Visionati analyzes videos by extracting frames at regular intervals and analyzing each frame as a separate image. This is frame-based analysis, not continuous video understanding.

  1. Videos are downloaded from the source URL or decoded from the uploaded file
  2. Frames are extracted at the specified capture_interval (default: every 1 second)
  3. Each frame is analyzed as a separate image using your selected backends and features
  4. Results are aggregated per frame in the response
SourceExamples
YouTubehttps://youtube.com/watch?v=..., https://youtu.be/...
Vimeohttps://vimeo.com/...
X (Twitter)https://x.com/.../status/...
Direct URLs.mp4, .webm, .mov, .mkv, .avi files

URLs have no file size limit. This is how you process longer videos: point the API at a YouTube or Vimeo link and control costs with max_frames.
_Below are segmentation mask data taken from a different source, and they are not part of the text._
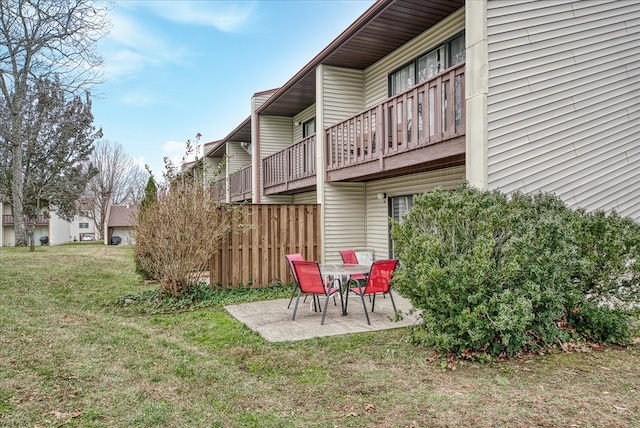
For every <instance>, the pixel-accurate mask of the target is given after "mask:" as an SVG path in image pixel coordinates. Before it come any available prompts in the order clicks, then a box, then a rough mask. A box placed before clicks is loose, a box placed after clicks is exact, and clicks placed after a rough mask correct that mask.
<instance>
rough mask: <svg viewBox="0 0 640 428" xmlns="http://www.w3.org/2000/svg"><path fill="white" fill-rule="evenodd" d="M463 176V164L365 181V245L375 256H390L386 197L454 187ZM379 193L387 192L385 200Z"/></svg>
mask: <svg viewBox="0 0 640 428" xmlns="http://www.w3.org/2000/svg"><path fill="white" fill-rule="evenodd" d="M464 178H465V168H464V166H457V167H452V168H446V169H441V170H437V171H429V172H423V173H419V174H412V175H407V176H404V177H395V178H390V179H386V180H380V181H374V182H371V183H368V184H367V188H366V206H367V208H366V216H367V221H366V231H365V233H366V238H367V239H366V242H365V243H364V246H366V247H369V248H373V249H374V251H375V257H376V259H385V258H388V257H389V230H390V228H389V205H388V198H389V197H393V196H406V195H413V194H418V193H425V192H429V191H432V190H434V189H435V188H437V187H440V188H442V189H453V188H455V187H457V186H458V185H460V183H462V182H463V181H464ZM378 193H386V194H387V199H384V200H380V199H378Z"/></svg>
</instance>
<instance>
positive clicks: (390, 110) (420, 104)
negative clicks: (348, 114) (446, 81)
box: [388, 33, 465, 142]
mask: <svg viewBox="0 0 640 428" xmlns="http://www.w3.org/2000/svg"><path fill="white" fill-rule="evenodd" d="M464 60H465V39H464V33H461V34H459V35H457V36H455V37H454V38H452V39H450V40H448V41H446V42H445V43H443V44H441V45H440V46H437V47H436V48H434V49H432V50H430V51H429V52H427V53H426V54H424V55H421V56H420V57H418V58H416V59H414V60H413V61H411V62H410V63H409V64H407V65H405V66H403V67H402V68H400V69H398V70H396V71H394V72H393V73H391V74H390V75H389V96H390V97H393V96H395V95H398V94H401V93H403V92H405V91H407V90H409V89H410V88H411V87H413V86H415V85H417V84H419V83H422V82H424V81H426V80H428V79H430V78H431V77H433V76H435V75H436V74H438V73H442V72H443V71H444V70H445V69H446V68H449V67H452V66H454V65H456V64H458V63H460V62H462V61H464ZM448 84H449V83H447V82H443V86H442V94H441V99H442V106H440V107H441V114H442V117H440V118H438V121H439V123H441V124H442V127H441V128H442V129H447V123H446V117H447V107H448V103H449V105H451V103H453V105H454V108H455V126H456V127H460V126H462V103H463V101H464V100H463V99H462V98H463V95H462V82H461V80H460V76H456V78H455V81H454V97H455V99H454V100H451V101H449V100H447V92H446V90H447V85H448ZM427 92H428V93H426V94H424V96H420V95H418V113H419V116H418V124H417V125H418V126H417V128H418V129H417V130H418V138H423V137H424V136H423V135H422V133H423V123H422V108H423V105H422V104H423V102H424V103H425V104H426V107H428V109H429V110H428V112H429V117H428V118H427V120H428V121H429V133H430V136H431V135H434V134H435V129H436V117H435V114H434V112H435V98H436V94H435V88H434V87H432V88H429V90H428V91H427ZM412 102H413V98H410V99H408V100H407V106H406V109H404V110H405V111H406V115H407V117H406V118H403V117H402V116H401V114H402V112H401V111H400V109H398V111H397V112H396V113H395V116H394V112H393V110H392V107H389V112H388V117H389V119H388V121H389V123H388V129H389V135H388V137H389V141H391V140H392V137H393V130H394V129H397V130H398V132H399V133H400V132H402V128H401V127H402V124H403V119H405V120H406V123H407V125H406V126H407V141H409V142H411V141H412V138H413V136H412V126H411V121H412V117H411V115H412V106H411V103H412ZM414 129H415V126H414ZM398 141H401V138H400V136H398Z"/></svg>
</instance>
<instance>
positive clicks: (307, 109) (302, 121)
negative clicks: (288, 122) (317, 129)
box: [293, 104, 317, 142]
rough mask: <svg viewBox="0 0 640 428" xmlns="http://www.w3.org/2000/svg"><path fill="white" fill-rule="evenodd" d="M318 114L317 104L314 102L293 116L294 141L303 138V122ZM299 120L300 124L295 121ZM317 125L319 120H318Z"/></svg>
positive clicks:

You can also upload video files directly using the file parameter (base64 or data URI). Supported formats: mp4, webm, mov, mkv, avi.

Uploaded files are limited to 20MB, so this is best suited for short clips. For longer videos, use a URL instead.

ParameterDefaultDescription
capture_interval1Seconds between frame captures
max_frames3Maximum frames to process. Set to 0 for no limit.

All video requests are processed asynchronously. The initial response includes a response_uri to poll for results. See Async Responses.

Each extracted frame is charged as a separate image. A 30-second video with capture_interval=1 and max_frames=3 would analyze 3 frames, each charged at the normal per-image rate.

See Credit System for how per-image costs are calculated.

The Content Analyzer accepts video uploads and URLs but extracts only 1 frame. For full control over capture_interval and max_frames, use the API directly.